Эрика интересовало всё: работа художника-постановщика, цеха реквизита и декораций, он заглядывал даже к гримёрам и в костюмерную, наблюдая за их работой, хотя как раз оттуда, из традиционно женского царства, его гнали сильнее всего. Его знаменитое обаяние на этих прожжённых дамах абсолютно не работало. Он совал свой длинный нос и в аппаратную, крохотную, затянутую проводами, как паутиной, каморку с пультами управления светом и звуком, где режиссёр спешно объяснял своё видение новому художнику по свету, немногословному и спокойному молодому человеку, татуированному по самое не могу, которого спешно взяли на замену так невовремя запившему Ивану Петровичу. Я даже имени его не могла запомнить – что-то на А. Вроде бы, Антон. Или Артём. Эрик-то, конечно, знал точно, но нафига ему было это знание, я так до конца и не поняла.

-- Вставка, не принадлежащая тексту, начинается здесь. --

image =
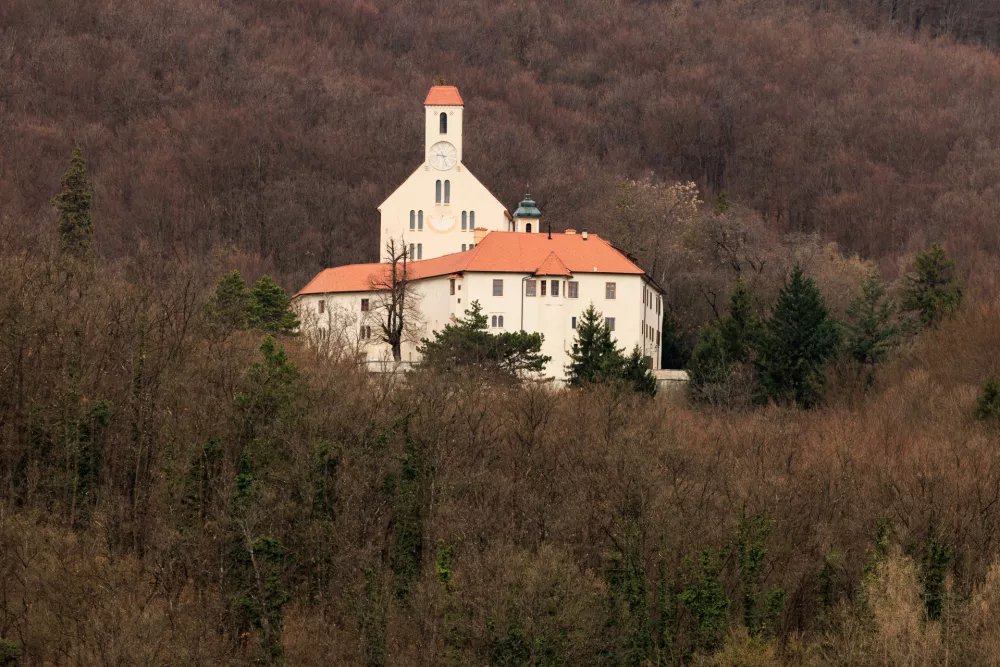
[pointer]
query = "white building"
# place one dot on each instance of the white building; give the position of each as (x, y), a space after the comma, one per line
(436, 210)
(523, 279)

И всё так и шло бы своим чередом: Эрик помогал строить физическую сторону нового мира, пока Сорен наблюдал, как в нём рождается душа.
Если бы не.
Мы пришли в театр на очередную репетицию и сразу почуяли, что всё идет не так, стоило нам переступить порог зала. Театр жужжал, как осиное гнездо, в которое ткнули палкой. Актёры небольшими группами шептались по углам, но тональность этого фонового гула, к которому я уже успела попривыкнуть, была необычно напряжённой. Режиссёр не отнимал от уха телефонную трубку, нервно жестикулируя свободной рукой. Его помощница Маша тоже прижимала плечом к уху телефон, параллельно делая какие-то записи на обрывке бумаги, явно позаимствованном из чьего-то экземпляра пьесы, и, скорее всего, без ведома владельца. Градов был откровенно зол, Маша же выглядела очень встревоженной.
Я оглядела зал – и поняла, что в нём кое-что изменилось. Велосипеда Анны не было на привычном месте. И не было её самой.
Ошарашенный догадкой Сорен на правах члена труппы кинулся поговорить с актёрами. Я же огляделась и решила получить сведения не партизанскими методами, а, так сказать, прямо из штаба, поэтому сразу направилась к режиссёру и помрежу.
Градов всё ещё говорил по телефону, и градус разговора явно повышался, готовый уже зашкалить.
– Ещё раз. Твой отпуск закончился. А когда ты собиралась появиться? Послезавтра ты должна быть тут, на сцене, понятно? Я готов простить тебе отсутствие на читках, но у нас форс-мажор. Аня в больнице надолго, ещё и Петрович, козёл старый, в наркологию отъехал, пять лет держался, и сорвался, как назло, прямо перед таким проектом! Поверь, мне и без тебя тут геморроя хватает. Ты больше не дублёрша. Всё, разговор окончен, исправленный вариант пьесы я тебе выслал. Послезавтра жду.
Режиссёр положил телефон в карман и сцепил пальцы рук, напряжённо думая. Потом заметил меня.
– Дмитрий Германович, я только хотела уточнить…
– Катя, сегодня репетиции не будет. Вы трое можете быть свободны.